1Infection Control Unit,Massachusetts General Hospital,Boston,Massachusetts.
3Harvard Medical School,Boston,Massachusetts.
Infect Control Hosp Epidemiol. 2018 Jul;39(7):826-833. doi: 10.1017/ice.2018.97. Epub 2018 May 17.
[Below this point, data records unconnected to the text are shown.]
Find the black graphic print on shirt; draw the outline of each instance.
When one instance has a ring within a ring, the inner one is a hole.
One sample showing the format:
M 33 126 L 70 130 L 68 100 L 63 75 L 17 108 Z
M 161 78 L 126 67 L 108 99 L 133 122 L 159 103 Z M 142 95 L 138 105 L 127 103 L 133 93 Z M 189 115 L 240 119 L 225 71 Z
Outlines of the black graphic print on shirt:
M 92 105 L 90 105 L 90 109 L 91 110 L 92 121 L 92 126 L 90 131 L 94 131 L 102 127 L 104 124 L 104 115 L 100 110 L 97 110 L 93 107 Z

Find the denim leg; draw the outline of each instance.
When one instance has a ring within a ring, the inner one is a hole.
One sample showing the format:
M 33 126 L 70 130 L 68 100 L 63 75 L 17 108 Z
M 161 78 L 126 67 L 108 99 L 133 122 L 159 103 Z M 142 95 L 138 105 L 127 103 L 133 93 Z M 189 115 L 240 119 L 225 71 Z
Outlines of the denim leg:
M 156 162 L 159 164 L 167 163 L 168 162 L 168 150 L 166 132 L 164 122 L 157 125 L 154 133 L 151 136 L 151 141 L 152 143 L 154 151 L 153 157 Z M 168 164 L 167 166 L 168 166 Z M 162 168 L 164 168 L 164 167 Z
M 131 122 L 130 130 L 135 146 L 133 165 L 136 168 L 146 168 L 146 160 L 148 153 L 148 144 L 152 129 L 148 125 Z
OBJECTIVETo validate a system to detect ventilator associated events (VAEs) autonomously and in real time.DESIGNRetrospective review of ventilated patients using a secure informatics platform to identify VAEs (ie, automated surveillance) compared to surveillance by infection control (IC) staff (ie, manual surveillance), including development and validation cohorts.SETTINGThe Massachusetts General Hospital, a tertiary-care academic health center, during January-March 2015 (development cohort) and January-March 2016 (validation cohort).PATIENTSVentilated patients in 4 intensive care units.METHODSThe automated process included (1) analysis of physiologic data to detect increases in positive end-expiratory pressure (PEEP) and fraction of inspired oxygen (FiO2); (2) querying the electronic health record (EHR) for leukopenia or leukocytosis and antibiotic initiation data; and (3) retrieval and interpretation of microbiology reports. The cohorts were evaluated as follows: (1) manual surveillance by IC staff with independent chart review; (2) automated surveillance detection of ventilator-associated condition (VAC), infection-related ventilator-associated complication (IVAC), and possible VAP (PVAP); (3) senior IC staff adjudicated manual surveillance-automated surveillance discordance. Outcomes included sensitivity, specificity, positive predictive value (PPV), and manual surveillance detection errors. Errors detected during the development cohort resulted in algorithm updates applied to the validation cohort.RESULTSIn the development cohort, there were 1,325 admissions, 479 ventilated patients, 2,539 ventilator days, and 47 VAEs. In the validation cohort, there were 1,234 admissions, 431 ventilated patients, 2,604 ventilator days, and 56 VAEs. With manual surveillance, in the development cohort, sensitivity was 40%, specificity was 98%, and PPV was 70%. In the validation cohort, sensitivity was 71%, specificity was 98%, and PPV was 87%. With automated surveillance, in the development cohort, sensitivity was 100%, specificity was 100%, and PPV was 100%. In the validation cohort, sensitivity was 85%, specificity was 99%, and PPV was 100%. Manual surveillance detection errors included missed detections, misclassifications, and false detections.CONCLUSIONSManual surveillance is vulnerable to human error. Automated surveillance is more accurate and more efficient for VAE surveillance.Infect Control Hosp Epidemiol 2018;826-833.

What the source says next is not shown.